Hint: Not right-wingers.
This isn't about conservative “fear.” It's about truth. To hear the framework's designers tell it, they only want to present American history “in context” and free from sentimentality and cant. But the frameworks themselves tell a different story. “The idea of America as a nation founded on the pursuit of freedom and equality is presented mainly as a myth ever in need of more repudiation,” writes Peter Wood, president of the National Association of Schools.
Perhaps the new AP history frameworks should be called the Howard Zinn history frameworks. Zinn, a hard-left Boston University historian who died in 2010, wrote “A People's History of the United States.” The book, which is enormously popular with more than 2 million copies in print, peddles what one wag properly described as “a victims'-eye panorama of the American experience.”

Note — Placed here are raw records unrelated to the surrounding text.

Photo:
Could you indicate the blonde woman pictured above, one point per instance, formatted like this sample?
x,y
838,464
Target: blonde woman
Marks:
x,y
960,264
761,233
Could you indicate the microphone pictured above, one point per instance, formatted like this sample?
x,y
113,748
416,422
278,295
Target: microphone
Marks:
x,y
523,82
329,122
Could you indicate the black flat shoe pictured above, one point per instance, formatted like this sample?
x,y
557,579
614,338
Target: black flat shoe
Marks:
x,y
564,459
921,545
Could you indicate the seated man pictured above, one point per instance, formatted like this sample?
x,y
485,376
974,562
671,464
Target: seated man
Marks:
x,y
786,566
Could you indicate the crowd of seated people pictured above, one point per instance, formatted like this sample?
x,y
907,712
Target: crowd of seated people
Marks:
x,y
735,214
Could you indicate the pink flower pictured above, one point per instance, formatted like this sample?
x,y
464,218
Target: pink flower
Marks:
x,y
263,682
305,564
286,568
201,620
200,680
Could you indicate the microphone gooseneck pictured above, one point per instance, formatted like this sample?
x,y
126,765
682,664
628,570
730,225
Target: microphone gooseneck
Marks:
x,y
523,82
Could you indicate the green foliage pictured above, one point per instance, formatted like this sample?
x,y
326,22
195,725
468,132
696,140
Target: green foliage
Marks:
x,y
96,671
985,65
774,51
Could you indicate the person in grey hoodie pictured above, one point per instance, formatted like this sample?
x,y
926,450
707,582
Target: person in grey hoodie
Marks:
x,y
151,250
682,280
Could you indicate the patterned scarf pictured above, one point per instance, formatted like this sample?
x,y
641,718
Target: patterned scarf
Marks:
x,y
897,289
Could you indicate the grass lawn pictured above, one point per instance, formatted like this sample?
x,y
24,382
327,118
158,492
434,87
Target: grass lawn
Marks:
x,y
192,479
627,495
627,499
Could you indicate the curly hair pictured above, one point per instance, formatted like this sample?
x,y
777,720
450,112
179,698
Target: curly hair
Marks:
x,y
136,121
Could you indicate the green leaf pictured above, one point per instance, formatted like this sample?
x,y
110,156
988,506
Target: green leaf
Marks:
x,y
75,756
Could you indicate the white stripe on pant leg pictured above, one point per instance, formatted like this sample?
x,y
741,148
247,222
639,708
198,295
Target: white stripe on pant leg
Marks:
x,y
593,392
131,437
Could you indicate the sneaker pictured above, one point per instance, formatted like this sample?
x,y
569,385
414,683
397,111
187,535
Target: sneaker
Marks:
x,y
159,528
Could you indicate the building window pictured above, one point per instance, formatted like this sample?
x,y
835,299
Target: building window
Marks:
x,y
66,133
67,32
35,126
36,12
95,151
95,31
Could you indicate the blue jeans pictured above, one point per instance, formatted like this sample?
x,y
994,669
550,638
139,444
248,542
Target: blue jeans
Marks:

Zinn's United States is a nation built on uninterrupted exploitation, greed and racism. His history is a blinkered history. So, too, is the College Board's.
The frameworks' defenders assert that America's founding does not get short shrift, contrary to critics' claims. “The Declaration of Independence stands front and center alongside the Constitution in the section devoted to ‘experiments with democratic ideas and republican forms of government,' including those of France, Haiti and Latin America,” wrote James Grossman, executive director of the American Historical Association, in the New York Times.
But Grossman misses the point. All republics are not created equal. The French, Haiti, and Latin American “experiments” were all failures. The United States is not just another nation among many.
A proper study of history is one of the key foundations of American citizenship. Did America's founding have defects? Of course. But when it comes to studying our history “warts and all,” the new historians seem only to be interested in the warts.